Redbridge Literacy Website: This website is for all primary and secondary teachers of literacy, both within English and beyond. The site features downloadable lesson plans and resources, ideas to support literacy work in schools and relevant news and updates from official bodies, such as QCA, the National Literacy Strategy and OFSTED. The Key Stage 1 and 2 areas of the site are well established, and offer particular support to English Co-ordinators working in primary, whilst the Key Stage 3 area offers a whole range of Year 7 and 8 units of work in medium and short term planning formats, along with Literacy Across the Curriculum resources. The website also features details of all INSET courses, primary and secondary, run by the London Borough of Redbridge; these courses are open to teachers from all areas.

English Teacher File: The purpose of English Teacher File is to help the English teacher to find quickly, and often without leaving the school, an increased variety of aids and resources. Whether s/he's working in a large inner city school or alone in isolation somewhere, the only requirement to obtain these aids is an Internet connection. The Internet has made assistance readily available as you'll see when you start following some of the links, whether you're at home or at your school. As well, any links you wish to add will be welcomed as long as they serve the needs and/or interests of teachers of English worldwide. There is also a file drawer which you are invited to visit and to take from it what you wish. It will be a source from which to obtain tests, quizzes, chapter reviews, critical notes that others have used successfully and whole lessons other teachers worldwide are willing to share.

Experience of War: An anthology of over 100 extracts, both prose and poetry, dealing with war - with particular reference to the First World War. Maintained by Steve Brown, the website includes work by Rupert Brooke, Julian Grenfell, John McCrae, Isaac Rosenberg, W. B. Yeats, Siegfried Sassoon, Wilfred Owen, Edmund Blunden, Edward Thomas, Charles Hamilton Sorley, Robert Graves, Rudyard Kipling, Ivor Gurney and Carl Sandburg.

Glossary of Technical Theatre Terms: This website produced by Theatre Crafts includes a list of over 1250 definitions. The material is listed under Lighting, Sound, Stage Management, Costume, Stage Design, Rigging, Theatre Building, Directing, Theatre Jobs, Administration and Forms of Theatre. A useful website for any teacher or student who wants to develop detailed knowledge of theatre terms.

Word Detective: This is the online version of the Word Detective, a newspaper column that answers questions about words and language. The Word Detective is written by Evan Morris and appears in newspapers in the U.S., Mexico and Japan. The Word Detective receives hundreds of questions every week, and Morris does not promise to answer every question he receives. If the question is answered, it will appear first in The Word Detective newspaper column and then be posted on this web page.

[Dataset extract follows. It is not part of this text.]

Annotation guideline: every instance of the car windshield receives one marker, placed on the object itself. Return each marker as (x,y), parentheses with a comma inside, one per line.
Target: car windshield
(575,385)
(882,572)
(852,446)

You can also buy a hardback collection of The Word Detective columns from the site.

ClassicReader: At ClassicReader you can read, search, and annotate great works of literature by authors such as Charles Dickens, Leo Tolstoy, William Shakespeare, Aldous Huxley, Thomas Hardy, and many others. The collection currently contains 651 books and 906 short stories by 196 authors. This includes 96 books for children. New works are added to the collection on a regular basis, many at the suggestion of readers. The works are split into seven categories which may be accessed via the links at the left of every page.

Elizabeth Gaskell: This website, created by Mitsuharu Matsuoka of Japan, is devoted to the work of Elizabeth Gaskell. 'Mary Barton: A Tale of Manchester Life' was published in 1848. With its cast of working-class characters and its attempt to address key social issues such as urban poverty, Chartism and the emerging trade union movement, Gaskell's novel deeply shocked Victorian society. In her books Gaskell expressed a deep sympathy for the poor and suggested the need for large-scale social reform. As well as Mary Barton the website includes E-texts of Cranford (1851), Ruth (1853), North and South (1855), Sylvia's Lovers (1863) and Wives and Lovers (1866).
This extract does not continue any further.